How do you put a baby to sleep? Snap its neck.

Do they censor Ass? TESTING TESTING ASS ASS ASS

What's worse than biting into a worm in your apple? Being run over by a stampede of elephants

Did you know: it is scientifically proven that people who have more birthdays live longer

What's green and has wheels? Nope, it's a car.

Why do Jew's have long noses? To dig out of the ashes.

Whats red and has wheels? An apple, I was just kidding about the wheels.

What do you get when you cross a Zebra with a Sheep? Hounded by a religious group for playing God.

roses are gray, violets are grayer, f*ck this poem and listen to the slayer.

A buddhist walks up to a hotdog stand asks the server to make him one with everything

why does chuck norris not have a middle name? because his parents didn't want him to have one.

What do you get a Jewish boy for Christmas? Nothing he died in 1943!

What is the best part about being a rapist? The orgasms.

What do you call a dog with two tails? ...Depends on what you named it.

A lion, a tiger, and a bear walk down the side of the road. This is what I observed last week in a suburb of Columbus, Ohio.

What's the difference between a Jew and a pizza? A Jew is a person who adheres to the Jewish faith and claims a cultural or ancestral connection to the Jewish people, and a pizza is an oven-baked, flat, disc shaped bread usually topped with tomato sauce and mozzarella and then a selection of meats, depending on taste and culture.

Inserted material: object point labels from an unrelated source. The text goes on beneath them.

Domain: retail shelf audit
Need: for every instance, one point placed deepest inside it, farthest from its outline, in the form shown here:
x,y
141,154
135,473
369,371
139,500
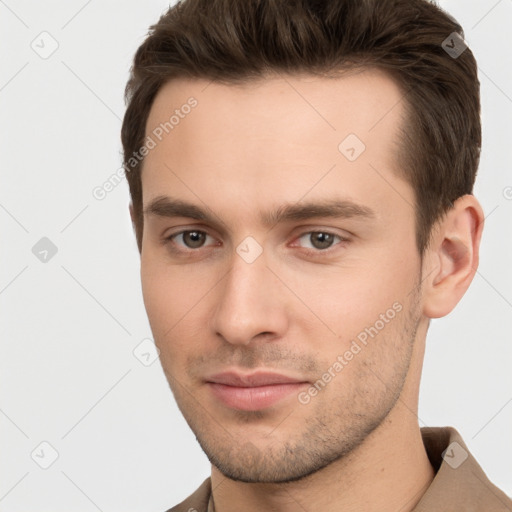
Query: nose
x,y
250,303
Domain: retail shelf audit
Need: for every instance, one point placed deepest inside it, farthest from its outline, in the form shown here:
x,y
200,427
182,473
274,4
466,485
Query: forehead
x,y
278,134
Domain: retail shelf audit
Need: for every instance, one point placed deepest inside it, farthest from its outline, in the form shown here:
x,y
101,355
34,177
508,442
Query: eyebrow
x,y
165,206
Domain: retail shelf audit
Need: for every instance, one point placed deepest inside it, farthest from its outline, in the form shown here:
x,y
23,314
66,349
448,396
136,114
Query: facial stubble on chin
x,y
329,432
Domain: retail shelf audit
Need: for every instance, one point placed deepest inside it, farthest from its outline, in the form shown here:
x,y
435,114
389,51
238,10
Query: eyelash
x,y
310,252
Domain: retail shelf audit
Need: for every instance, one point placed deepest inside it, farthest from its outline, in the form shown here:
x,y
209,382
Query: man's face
x,y
307,296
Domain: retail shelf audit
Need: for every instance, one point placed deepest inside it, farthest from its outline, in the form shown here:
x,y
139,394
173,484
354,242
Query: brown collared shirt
x,y
459,485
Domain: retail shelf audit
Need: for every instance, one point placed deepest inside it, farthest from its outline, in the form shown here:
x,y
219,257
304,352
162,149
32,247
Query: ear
x,y
451,260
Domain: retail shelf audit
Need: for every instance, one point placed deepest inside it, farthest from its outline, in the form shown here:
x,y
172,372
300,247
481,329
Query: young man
x,y
301,178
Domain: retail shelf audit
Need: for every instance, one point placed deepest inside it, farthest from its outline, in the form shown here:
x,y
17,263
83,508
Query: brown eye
x,y
320,240
191,239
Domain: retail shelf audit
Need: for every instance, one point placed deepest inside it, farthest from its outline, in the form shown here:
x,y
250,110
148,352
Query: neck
x,y
390,471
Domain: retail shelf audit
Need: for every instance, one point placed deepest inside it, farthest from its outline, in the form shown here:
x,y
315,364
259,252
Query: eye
x,y
192,239
320,241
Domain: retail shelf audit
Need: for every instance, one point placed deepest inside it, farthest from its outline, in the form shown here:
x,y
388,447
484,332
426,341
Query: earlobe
x,y
132,215
452,258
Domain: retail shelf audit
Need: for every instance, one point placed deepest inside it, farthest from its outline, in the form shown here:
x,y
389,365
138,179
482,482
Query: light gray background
x,y
69,326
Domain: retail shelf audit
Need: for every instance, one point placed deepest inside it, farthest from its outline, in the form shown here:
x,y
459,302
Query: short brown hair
x,y
232,41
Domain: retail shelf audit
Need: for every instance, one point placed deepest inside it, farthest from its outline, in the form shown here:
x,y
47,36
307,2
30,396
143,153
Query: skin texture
x,y
249,149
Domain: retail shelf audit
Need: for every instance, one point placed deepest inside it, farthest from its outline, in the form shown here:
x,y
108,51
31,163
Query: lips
x,y
252,380
252,392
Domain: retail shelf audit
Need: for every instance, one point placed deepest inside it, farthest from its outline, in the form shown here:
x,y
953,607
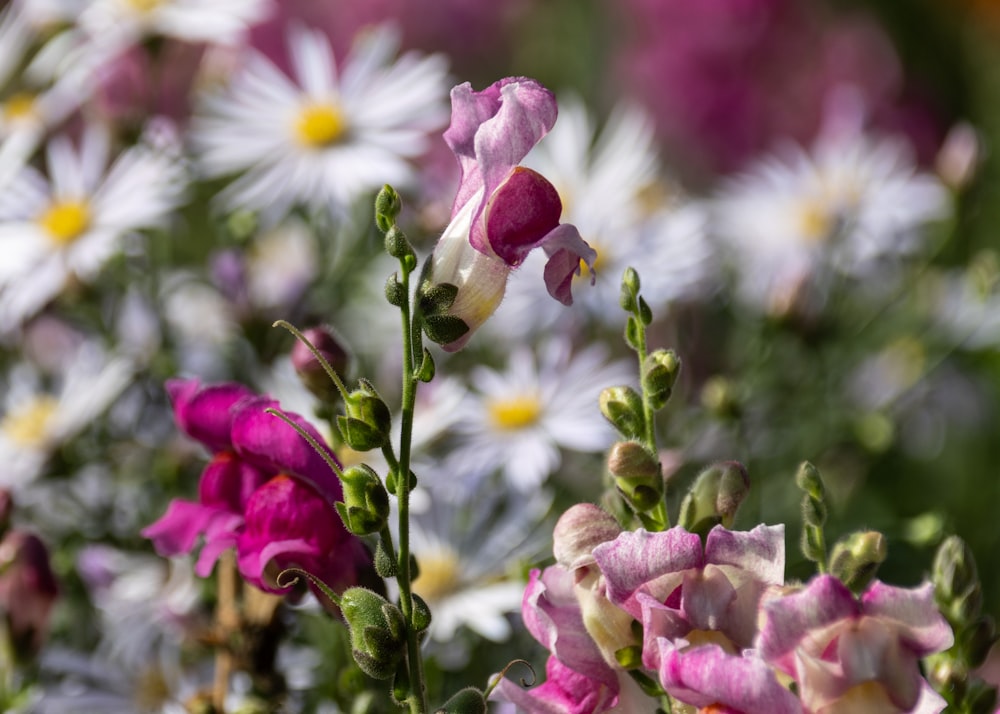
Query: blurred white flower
x,y
35,421
69,224
119,23
793,220
613,191
517,421
323,137
466,551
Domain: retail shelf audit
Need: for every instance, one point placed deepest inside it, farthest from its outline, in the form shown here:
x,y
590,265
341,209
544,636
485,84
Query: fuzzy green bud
x,y
365,508
659,374
956,580
466,701
629,290
367,423
378,631
387,208
856,558
637,474
715,497
622,406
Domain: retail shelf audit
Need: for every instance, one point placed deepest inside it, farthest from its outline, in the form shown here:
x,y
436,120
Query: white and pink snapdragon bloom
x,y
719,630
502,211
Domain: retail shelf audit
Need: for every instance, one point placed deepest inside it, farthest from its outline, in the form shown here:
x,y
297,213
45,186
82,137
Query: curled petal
x,y
653,563
269,443
205,413
706,676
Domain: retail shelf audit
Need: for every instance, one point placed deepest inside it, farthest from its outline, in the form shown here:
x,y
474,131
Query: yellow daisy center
x,y
66,221
319,125
144,6
438,575
28,426
815,223
515,412
19,106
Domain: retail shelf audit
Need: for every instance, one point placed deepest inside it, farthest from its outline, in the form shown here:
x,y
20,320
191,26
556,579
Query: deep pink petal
x,y
491,132
564,691
653,563
522,211
228,481
789,620
706,675
270,444
177,531
913,615
205,412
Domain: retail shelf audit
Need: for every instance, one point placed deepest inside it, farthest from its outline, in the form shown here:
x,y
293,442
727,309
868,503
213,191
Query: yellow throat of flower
x,y
319,125
28,426
515,412
438,576
65,221
18,106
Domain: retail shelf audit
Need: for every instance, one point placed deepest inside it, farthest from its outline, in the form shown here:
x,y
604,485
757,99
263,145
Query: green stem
x,y
658,518
418,696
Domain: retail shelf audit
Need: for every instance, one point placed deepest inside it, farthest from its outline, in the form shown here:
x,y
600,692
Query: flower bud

A guy walks into a bar. The second guy ducks.

A man walks into a bar. He asks for a beer. One of the bar tenders twlls him they are all out. He takes out his gun. He has 1 bullet and there are 3 bar tenders. He wants to kill them all. What does he do? A: Shoots 1 and pegs bricks at the other two.

A newly wed couple is at the beach and the wife asks for sunscreen and the man says he forgot it in the car. He goes to the car only to find that the car had been broken into. He goes to call his wife and they go back to the car only to find that the car had been stolen. #Turns out the thief broke the window to steal the car but saw the owner coming and hid behind a bush and upon the man going to call his wife he continued with his mission

"You can't get past" "I'll get future" dad cri mom cri boy bang girl girl cri women's rites sholdnt exist.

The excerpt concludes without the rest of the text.